In the "Bronze Serpent", placed in the great hall of the School, the fusion of natural and supernatural is expressed in an admirable representative efficacy.
In May 1564 the councilors of the Scuola Grande di San Rocco decided to have the "Albergo" ceiling - the meeting room of the "junta" - at their own expense, in the new building built behind the apse of the Church of Santa Maria Gloriosa dei Friars.
Tintoretto, invited to take part in the competition, presents a model for a painting representing "The glory of San Rocco". Thus began a collaboration, destined to last twenty years (it will end only in 1587), which will ensure that the rooms of the Scuola di San Rocco are filled with works of the artist, to constitute an immense poem, whose importance has been sometimes compared to that of the Brancacci Chapel in Florence or the Sistine Chapel in Rome.
The scenes with "Christ before Pilate", the "Salita al Calvario" and the Crucifixion reveal a mature style and a figurative line that suffers from a marked theatricality in the narrative illustration and a remarkable sensitivity for spatial and dynamic values.
Between 1575 and 1581 Tintoretto painted, in the Great Hall on the first floor of the Scuola di San Rocco, next to the Albergo, first the ceiling paintings with biblical themes, then those of the walls with evangelical themes: remarkable, for their originality and color , the "Adoration of the shepherds".

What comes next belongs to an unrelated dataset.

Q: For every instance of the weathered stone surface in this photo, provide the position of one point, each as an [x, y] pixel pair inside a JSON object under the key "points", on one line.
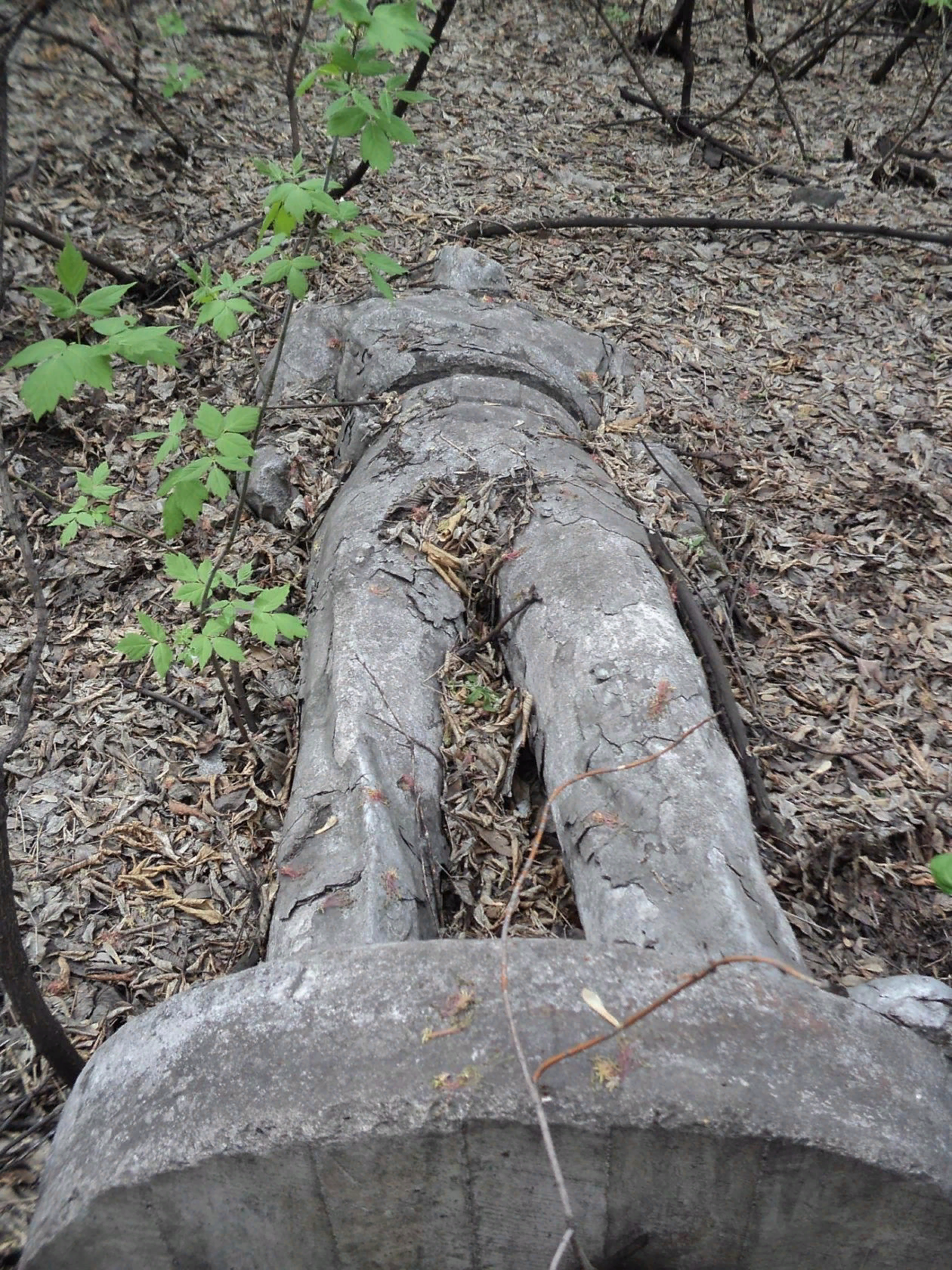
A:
{"points": [[292, 1117], [916, 1001], [343, 1105], [270, 492], [663, 856]]}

Between 1583 and 1587 the great cycle of San Rocco is completed, with the realization of the paintings of the Inferior Room, which include several scenes of the "Life of the Virgin" and of the "Infancy of Christ", "Saint Mary Magdalene reading" and "Santa Maria Egizìaca in meditation".
While he waits for the paintings of the Scuola di San Rocco, Tintoretto also paints for private individuals, for churches, for the government: among his last labors, the decoration of a wall of the Sala del Maggior Consiglio in Palazzo Ducale, with the depiction of " Paradiso ", an immense canvas entrusted mostly to his collaborators and to his son Domenico Robusti who dealt with the details of the drapery, but which reveals the painter's considerable creative effort.
In the last paintings, made between 1592 and 1594 for the presbytery of San Giorgio Maggiore ("Collection of the manna", "Last Supper", "Deposition of Christ in the Sepulcher"), the dramatic tension typical of his compositions reaches accents sometimes at times visionaries, sometimes more intimate spiritual concentration.
Caused by fever and stomach pains that prevented him from eating and sleeping for a fortnight, Jacopo Robusti, called Tintoretto, died on 31 May 1594 and was buried in the church of Madonna dell'Orto alongside his daughter Marietta .
In addition to the great religious works many portraits remain of him that the painter knew how to perform with extraordinary speed.